In majority male teams, both male and female team members rated male leaders as more exemplary than female leaders, but this effect was eliminated in more gender-balanced teams.

Introduction

Stereotypical beliefs about good leadership are gendered in favor of men. Similarly, local stereotypes typically also converge in men’s favor due to the masculinity and male majority of many managerial positions. However, leaders are not stand-alone actors but extensions of the group, which means leaders’ evaluations may depend on how representative they are of their group.

Thus, in this randomized field experiment, the authors examine whether intervening at the team level restores gender equality in followers’ evaluations of male and female leaders by potentially trumping global, societal stereotypes with local, group prototypes.
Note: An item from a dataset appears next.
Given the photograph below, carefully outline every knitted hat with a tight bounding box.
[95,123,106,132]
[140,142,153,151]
That is, men are generally viewed as more prototypical leaders than women, including when leading majority male teams; however, men and women should be similarly prototypical leaders when leading gender-balanced teams because both leaders are representative of the group.

As robustness checks, the authors also examine leaders’ own conceptions of their leadership qualities and leaders’ ratings according to follower gender to rule out alternative explanations for their findings.

Findings

As expected, team members rated male leaders as more exemplary than female leaders in majority male teams, but not in gender-balanced teams.
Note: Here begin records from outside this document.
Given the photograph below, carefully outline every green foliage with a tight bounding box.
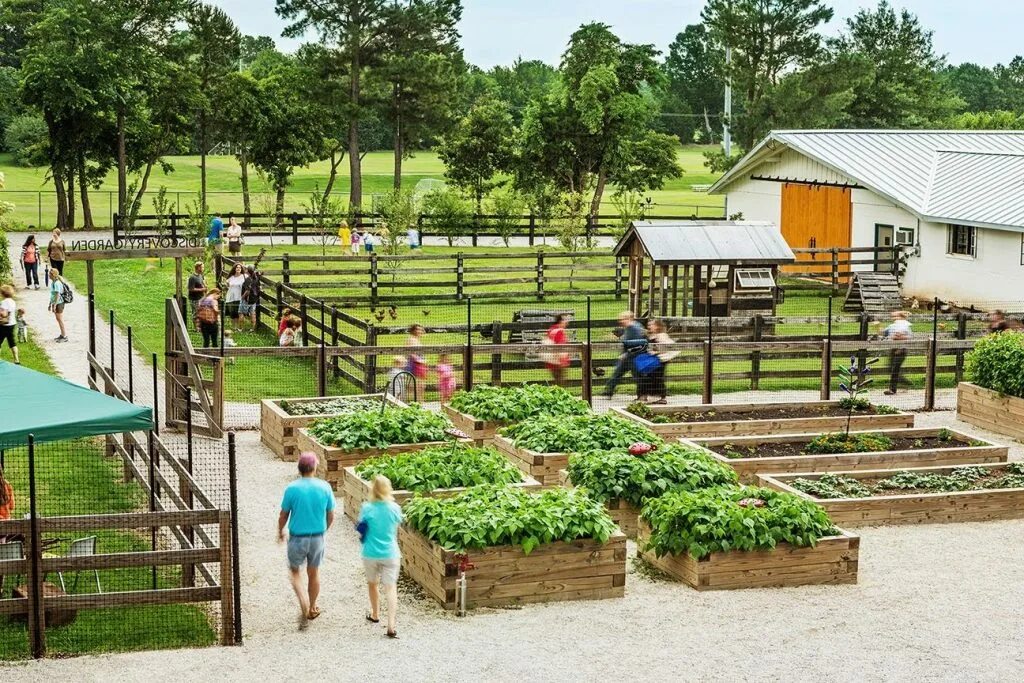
[501,413,662,453]
[403,486,615,555]
[280,396,381,415]
[309,405,451,449]
[449,384,590,423]
[641,486,836,559]
[567,444,737,507]
[967,332,1024,398]
[355,443,523,494]
[804,432,893,455]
  • On average, men were rated as more exemplary leaders than women (male leaders = 4.92, female leaders = 4.76), a difference that was larger in majority male teams (male leaders = 4.94, female leaders = 4.66).
  • However, this male leadership advantage was eliminated in gender-balanced teams (male leaders = 4.88, female leaders = 4.87).
  • The tipping point for equality in leader evaluations occurred when the team was comprised of approximately 40% women.
  • Male and female leaders reported similar ratings of their own leadership qualities regardless of their team’s gender composition, suggesting the effect of team gender composition is not driven by leaders.
  • The team gender composition effect also influenced male and female followers in a similar way, suggesting the effect of team gender composition is not driven primarily by female followers.
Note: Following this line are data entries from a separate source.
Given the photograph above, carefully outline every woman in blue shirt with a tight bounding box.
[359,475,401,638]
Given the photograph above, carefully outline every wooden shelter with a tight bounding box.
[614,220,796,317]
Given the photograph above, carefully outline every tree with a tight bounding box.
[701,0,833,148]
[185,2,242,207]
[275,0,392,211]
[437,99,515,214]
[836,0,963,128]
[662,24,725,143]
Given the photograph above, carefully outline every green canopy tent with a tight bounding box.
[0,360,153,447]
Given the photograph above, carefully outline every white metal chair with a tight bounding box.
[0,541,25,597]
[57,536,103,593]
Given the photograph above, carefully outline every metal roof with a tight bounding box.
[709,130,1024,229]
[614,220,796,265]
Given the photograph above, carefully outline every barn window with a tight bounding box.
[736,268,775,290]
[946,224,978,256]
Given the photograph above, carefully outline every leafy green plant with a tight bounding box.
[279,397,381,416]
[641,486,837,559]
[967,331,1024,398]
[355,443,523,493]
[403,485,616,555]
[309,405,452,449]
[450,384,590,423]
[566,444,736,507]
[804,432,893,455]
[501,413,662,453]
In summary, men were perceived as more exemplary leaders than women, despite all leaders receiving the same leadership training and reporting no differences in their self-conceptions as leaders either before or after the orientation event. However, in more gender-balanced teams, followers rated male and female leaders as equally exemplary leaders, eliminating this male advantage. These findings support team composition as a strategy to enable gender equality in leadership evaluations by design.

Methodology

The authors conducted a randomized field experiment of 927 group members and 70 group leaders among newly created student teams from business, economics, and informatics at a large university in Western Europe. Team members and leaders were randomly assigned to majority male (20% women) or more gender-balanced (40-50% women) teams. Surveys were completed after team members spent approximately 6 hours with their teams and leaders, including several leader-organized orientation events. Group members and leaders answered perceptual questions about the leader’s prototypicality on 6-point response scales, including whether the leader demonstrated the qualities and behaviors of a typical leader and fit the image of a leader.